Chères et ringardes, les cartes de Météo France chassées de la télé
A partir de janvier, Météo France ne sera plus en charge des prévisions météo nationales sur les chaînes télé du service public. L’information, révélée par Challenges à la mi-octobre, indique que c’est la filiale française du groupe anglais MeteoGroup qui lui a ravi la place qu’elle occupait depuis toujours.
Une incompréhension pour beaucoup de téléspectateurs, qui vivent ce changement comme un abandon supplémentaire du savoir-faire « made in France ». Ce message envoyé par un téléspectateur au service de médiation de France 2 met en cause le manque de solidarité de France Télévisions :
« Bravo, super, vraiment nulle la direction de France Télévisions pour faire passer les Anglais devant les Français pour la fourniture des données météo. »
Une flèche décochée sur la mauvaise cible.
Une contrainte européenne
Car à l’origine de ce changement historique, une règle de libre concurrence de l’Union européenne. Il est interdit pour un membre de l’Union de réserver un marché à une entreprise nationale. Et après étude des dossiers concurrents, France Télévisions a estimé que MeteoGroup apportait « un meilleur service éditorial, notamment en matière d’infographie », pour un prix plus avantageux, explique un communiqué de France Télé.
Et Météo France de concéder son retard :
« Nous avons encore des efforts à faire sur les questions de mise en scène et de mise en images. »
Même si on est pas experts météo, les vidéos parlent d’elles-mêmes : les prévisions de Skynews, un des clients de MeteoGroup, sont plus attrayantes que celles de France 3, client de Météo France. Quand les infographies anglaises ressemblent à des images satellites de pointe, les cartes françaises sont, elles, désespérément statiques. Et pour 30% plus cher. (L’EURO trop FORT de 30% par rapport à la Livre)
Un tournant symbolique
Météo France n’est pas la première « victime » de la concurrence de MeteoGroup parmi les « petites » agences nationales. En Suisse, en Autriche, au Danemark, en Allemagne et en Grande-Bretagne, des chaînes publiques ont déjà recours aux services de MeteoGroup, qui vient d’être racheté par le géant américain General Atlantic.
Mais le tournant symbolique est important. Météo France, établissement public à caractère administratif, a pour mission première d’assurer la sécurité météorologique des personnes et des biens. Pour les deux ans qui viennent, cette mission de sécurité nationale est en partie confiée à un opérateur étranger.
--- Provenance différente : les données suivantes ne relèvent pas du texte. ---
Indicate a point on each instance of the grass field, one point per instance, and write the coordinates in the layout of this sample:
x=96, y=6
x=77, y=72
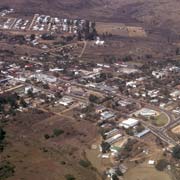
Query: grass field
x=145, y=173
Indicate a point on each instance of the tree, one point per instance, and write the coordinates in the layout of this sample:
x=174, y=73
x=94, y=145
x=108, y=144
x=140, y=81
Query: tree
x=176, y=152
x=115, y=177
x=93, y=98
x=6, y=170
x=57, y=132
x=30, y=92
x=161, y=164
x=23, y=103
x=105, y=147
x=69, y=177
x=2, y=135
x=84, y=163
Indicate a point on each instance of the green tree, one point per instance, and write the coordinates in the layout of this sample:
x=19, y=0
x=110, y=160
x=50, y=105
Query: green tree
x=69, y=177
x=57, y=132
x=161, y=164
x=6, y=170
x=176, y=152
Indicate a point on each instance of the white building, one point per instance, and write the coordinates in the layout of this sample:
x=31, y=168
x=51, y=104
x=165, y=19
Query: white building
x=130, y=122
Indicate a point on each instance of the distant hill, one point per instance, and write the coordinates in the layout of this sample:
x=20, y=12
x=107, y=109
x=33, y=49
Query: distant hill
x=164, y=13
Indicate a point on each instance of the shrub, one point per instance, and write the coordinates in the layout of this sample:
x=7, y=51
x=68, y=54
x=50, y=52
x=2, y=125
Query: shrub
x=57, y=132
x=69, y=177
x=84, y=163
x=176, y=152
x=6, y=170
x=161, y=164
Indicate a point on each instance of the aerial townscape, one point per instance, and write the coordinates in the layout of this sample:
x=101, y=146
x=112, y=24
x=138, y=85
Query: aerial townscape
x=89, y=90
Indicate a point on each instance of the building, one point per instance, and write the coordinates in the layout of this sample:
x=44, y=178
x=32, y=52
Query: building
x=130, y=122
x=107, y=115
x=147, y=112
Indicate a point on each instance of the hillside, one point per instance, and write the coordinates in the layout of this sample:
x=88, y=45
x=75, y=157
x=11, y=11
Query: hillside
x=158, y=13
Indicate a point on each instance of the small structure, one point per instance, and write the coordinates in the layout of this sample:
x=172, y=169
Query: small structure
x=107, y=115
x=130, y=122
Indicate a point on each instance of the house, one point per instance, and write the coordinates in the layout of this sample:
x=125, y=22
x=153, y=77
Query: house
x=66, y=101
x=147, y=112
x=114, y=139
x=130, y=122
x=175, y=94
x=100, y=109
x=107, y=115
x=143, y=133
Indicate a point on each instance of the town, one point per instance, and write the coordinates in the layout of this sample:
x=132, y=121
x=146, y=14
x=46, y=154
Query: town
x=133, y=104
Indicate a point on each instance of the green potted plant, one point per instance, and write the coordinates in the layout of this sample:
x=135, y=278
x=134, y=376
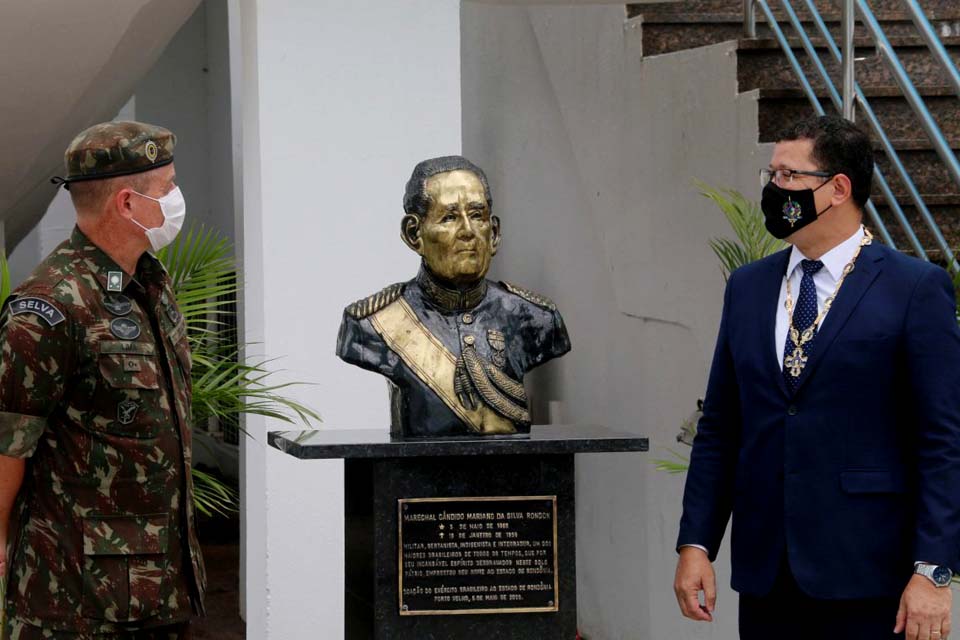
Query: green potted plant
x=225, y=385
x=751, y=243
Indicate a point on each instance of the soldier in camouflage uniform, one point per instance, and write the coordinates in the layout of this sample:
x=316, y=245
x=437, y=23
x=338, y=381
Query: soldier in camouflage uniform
x=95, y=441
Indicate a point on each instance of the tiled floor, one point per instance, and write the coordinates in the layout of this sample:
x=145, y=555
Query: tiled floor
x=223, y=599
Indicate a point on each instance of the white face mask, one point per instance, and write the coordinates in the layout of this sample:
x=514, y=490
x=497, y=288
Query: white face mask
x=174, y=209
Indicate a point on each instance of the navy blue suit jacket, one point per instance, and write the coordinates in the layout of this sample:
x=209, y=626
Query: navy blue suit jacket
x=857, y=474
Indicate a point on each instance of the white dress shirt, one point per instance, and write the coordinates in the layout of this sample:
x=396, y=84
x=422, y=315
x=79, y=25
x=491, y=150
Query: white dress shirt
x=825, y=280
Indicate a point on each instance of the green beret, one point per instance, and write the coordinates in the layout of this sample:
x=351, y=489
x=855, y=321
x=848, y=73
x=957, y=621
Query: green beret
x=117, y=149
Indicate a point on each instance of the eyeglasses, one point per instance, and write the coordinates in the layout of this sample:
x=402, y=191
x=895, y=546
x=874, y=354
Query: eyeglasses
x=781, y=177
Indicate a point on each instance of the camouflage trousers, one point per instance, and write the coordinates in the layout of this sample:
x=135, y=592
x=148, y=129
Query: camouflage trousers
x=18, y=630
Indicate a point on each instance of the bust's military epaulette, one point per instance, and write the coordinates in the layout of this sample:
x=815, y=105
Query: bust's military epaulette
x=371, y=304
x=530, y=296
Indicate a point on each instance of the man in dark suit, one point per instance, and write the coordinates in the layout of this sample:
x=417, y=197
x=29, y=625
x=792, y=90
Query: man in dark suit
x=831, y=423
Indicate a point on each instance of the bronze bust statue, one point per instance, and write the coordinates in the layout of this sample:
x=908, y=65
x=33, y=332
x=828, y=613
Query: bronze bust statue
x=454, y=345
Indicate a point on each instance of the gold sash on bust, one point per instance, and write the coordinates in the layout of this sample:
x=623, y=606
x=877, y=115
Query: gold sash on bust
x=432, y=363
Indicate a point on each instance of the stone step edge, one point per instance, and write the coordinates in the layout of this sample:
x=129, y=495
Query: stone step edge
x=898, y=42
x=879, y=91
x=931, y=199
x=910, y=144
x=687, y=17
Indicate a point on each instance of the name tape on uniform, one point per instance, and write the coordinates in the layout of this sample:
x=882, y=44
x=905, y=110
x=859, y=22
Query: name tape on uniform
x=51, y=315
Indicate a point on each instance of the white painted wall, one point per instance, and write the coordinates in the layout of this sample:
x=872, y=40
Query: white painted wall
x=340, y=100
x=591, y=152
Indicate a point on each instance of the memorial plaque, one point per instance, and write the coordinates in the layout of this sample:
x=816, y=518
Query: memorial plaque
x=478, y=555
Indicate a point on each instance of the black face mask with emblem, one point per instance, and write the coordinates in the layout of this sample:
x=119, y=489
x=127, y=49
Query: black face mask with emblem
x=786, y=211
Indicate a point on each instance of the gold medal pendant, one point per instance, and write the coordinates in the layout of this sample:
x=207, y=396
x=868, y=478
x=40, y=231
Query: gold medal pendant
x=795, y=362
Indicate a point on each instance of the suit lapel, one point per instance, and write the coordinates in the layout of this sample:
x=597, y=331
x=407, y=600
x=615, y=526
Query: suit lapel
x=868, y=267
x=768, y=291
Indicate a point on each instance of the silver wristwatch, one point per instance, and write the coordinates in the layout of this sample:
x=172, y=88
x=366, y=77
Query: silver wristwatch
x=937, y=574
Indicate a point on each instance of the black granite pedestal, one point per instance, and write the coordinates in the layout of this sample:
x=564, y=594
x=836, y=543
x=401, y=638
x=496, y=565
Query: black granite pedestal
x=482, y=490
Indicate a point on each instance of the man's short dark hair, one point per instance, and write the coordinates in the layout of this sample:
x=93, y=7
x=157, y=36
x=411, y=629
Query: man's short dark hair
x=839, y=146
x=416, y=200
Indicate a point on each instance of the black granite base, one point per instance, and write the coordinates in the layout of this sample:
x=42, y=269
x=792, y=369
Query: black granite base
x=380, y=471
x=372, y=490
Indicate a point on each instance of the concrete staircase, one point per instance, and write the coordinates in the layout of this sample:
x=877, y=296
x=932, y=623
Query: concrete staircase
x=761, y=66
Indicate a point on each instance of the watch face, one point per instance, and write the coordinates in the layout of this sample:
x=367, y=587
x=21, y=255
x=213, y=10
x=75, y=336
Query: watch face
x=942, y=575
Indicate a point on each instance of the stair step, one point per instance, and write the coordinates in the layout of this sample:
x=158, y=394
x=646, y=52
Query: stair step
x=933, y=9
x=947, y=218
x=667, y=37
x=924, y=167
x=872, y=91
x=894, y=113
x=768, y=67
x=863, y=43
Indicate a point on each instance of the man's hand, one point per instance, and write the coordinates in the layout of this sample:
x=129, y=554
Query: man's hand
x=695, y=574
x=924, y=610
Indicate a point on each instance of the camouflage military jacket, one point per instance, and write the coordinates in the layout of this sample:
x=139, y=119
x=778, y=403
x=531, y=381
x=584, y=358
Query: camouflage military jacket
x=497, y=332
x=95, y=391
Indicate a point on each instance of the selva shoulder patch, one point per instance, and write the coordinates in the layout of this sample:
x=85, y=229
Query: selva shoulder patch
x=39, y=307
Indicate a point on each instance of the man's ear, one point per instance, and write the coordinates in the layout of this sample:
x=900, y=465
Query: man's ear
x=842, y=189
x=495, y=235
x=410, y=232
x=123, y=201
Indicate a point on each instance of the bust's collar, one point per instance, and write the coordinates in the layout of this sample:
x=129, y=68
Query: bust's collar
x=447, y=299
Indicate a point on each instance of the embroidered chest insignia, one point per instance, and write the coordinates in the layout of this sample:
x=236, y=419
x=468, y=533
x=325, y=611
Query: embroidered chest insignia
x=127, y=411
x=115, y=281
x=125, y=328
x=118, y=304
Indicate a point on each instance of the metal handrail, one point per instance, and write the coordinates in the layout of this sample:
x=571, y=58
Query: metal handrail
x=892, y=156
x=933, y=42
x=851, y=92
x=916, y=102
x=815, y=102
x=851, y=89
x=847, y=23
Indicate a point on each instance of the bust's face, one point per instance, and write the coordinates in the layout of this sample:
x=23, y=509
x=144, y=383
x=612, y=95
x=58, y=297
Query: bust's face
x=459, y=236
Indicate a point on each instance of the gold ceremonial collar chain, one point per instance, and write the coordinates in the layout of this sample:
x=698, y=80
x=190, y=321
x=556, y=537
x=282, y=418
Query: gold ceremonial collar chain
x=447, y=299
x=797, y=360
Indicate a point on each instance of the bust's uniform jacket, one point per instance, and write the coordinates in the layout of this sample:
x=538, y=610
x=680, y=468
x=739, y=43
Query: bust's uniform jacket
x=516, y=332
x=857, y=474
x=106, y=538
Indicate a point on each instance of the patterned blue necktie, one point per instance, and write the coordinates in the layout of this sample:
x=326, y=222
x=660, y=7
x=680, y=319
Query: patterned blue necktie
x=804, y=313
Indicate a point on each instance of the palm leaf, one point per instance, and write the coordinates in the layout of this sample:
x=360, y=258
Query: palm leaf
x=206, y=284
x=753, y=242
x=4, y=277
x=677, y=464
x=212, y=496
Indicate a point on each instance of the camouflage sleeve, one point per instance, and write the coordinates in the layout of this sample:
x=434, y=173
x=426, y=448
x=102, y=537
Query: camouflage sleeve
x=35, y=355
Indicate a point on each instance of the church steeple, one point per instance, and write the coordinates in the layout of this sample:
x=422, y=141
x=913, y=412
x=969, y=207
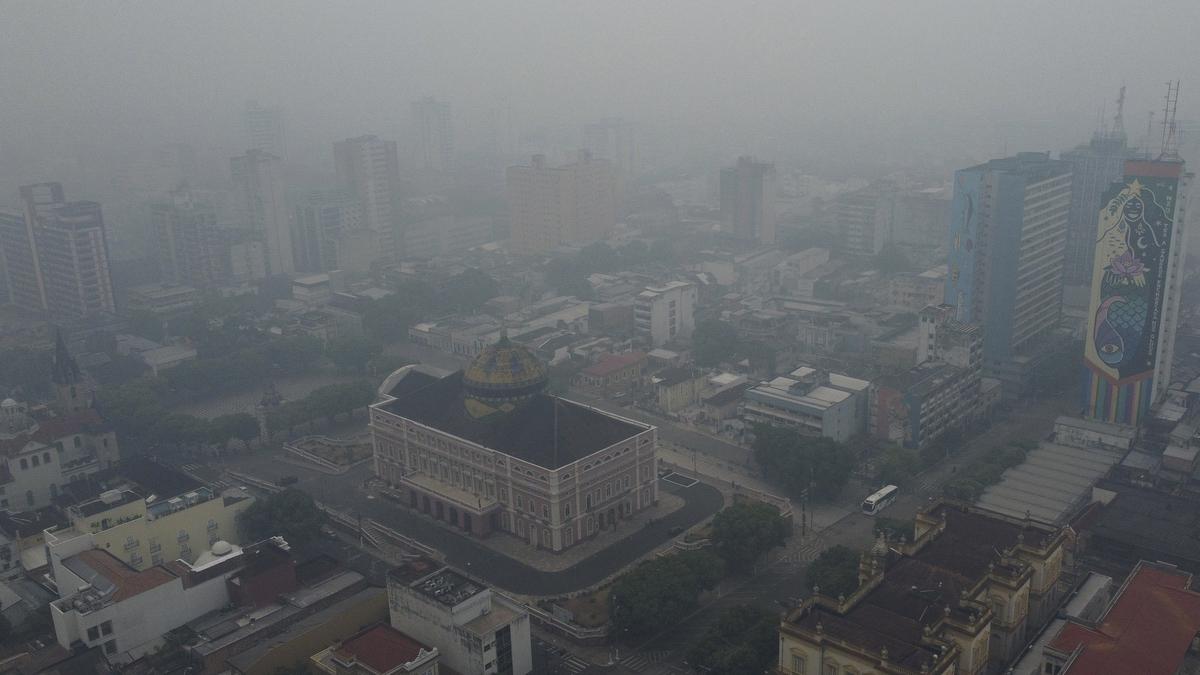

Notons que Météo France conserve le marché sur les chaînes régionales de France Télévisions.
L’ouverture du marché des prévisions météorologiques, initiée à la fin des années 1970, oblige peu à peu Météo France à se plier aux règles de libre concurrence.
En 2011, le Haut conseil à la concurrence avait été saisi par Météo Consult, société privée qui estimait avoir été évincée d’une série d’appels d’offres du fait des prix artificiellement bas proposés par Météo France aux entreprises, grâce à ses subventions publiques (ses activités commerciales ne représentent que 10% de ses recettes).
Risque de « moins-disant social »
Les conséquences du grignotage progressif du monopole de Météo France vont faire perdre 89 emplois à l’opérateur en 2014, après déjà 100 suppressions de postes en 2013 sur 3 500 salariés. Et la CGT s’inquiète [PDF] des évolutions en cours :
« Lorsqu’on met en concurrence Météo France et des sociétés privées de météorologie, on met également en concurrence les conditions de travail des salariés, leur expérience et leur niveau de rémunération…
En développant plusieurs filiales, avec le but avoué de remporter de nouveaux marchés, Météo France joue en partie ce jeu du moins-disant social. La création de filiales, c’est aussi un moyen de contourner le statut et les acquis sociaux des salariés fonctionnaires de Météo France. »
La concurrence pourrait devenir bien plus dangereuse pour l’établissement public. A l’occasion de sa candidature au poste de directeur de Météo France, Jean-Marc Lacave a en effet interpellé [PDF] la commission parlementaire qui l’auditionnait, sur les dangers qui pèsent sur Météo France, « au nom de la compétitivité ».
Intervention de Jean-Marc Lacave devant la commission du Développement durable et de l’Aménagement du territoire (Capture d’écran)
Quand le ciel unique européen sera créé, Météo France pourrait perdre 25% de ses recettes, si elle ne remportait pas les appels d’offre pour l’aéronautique civil français.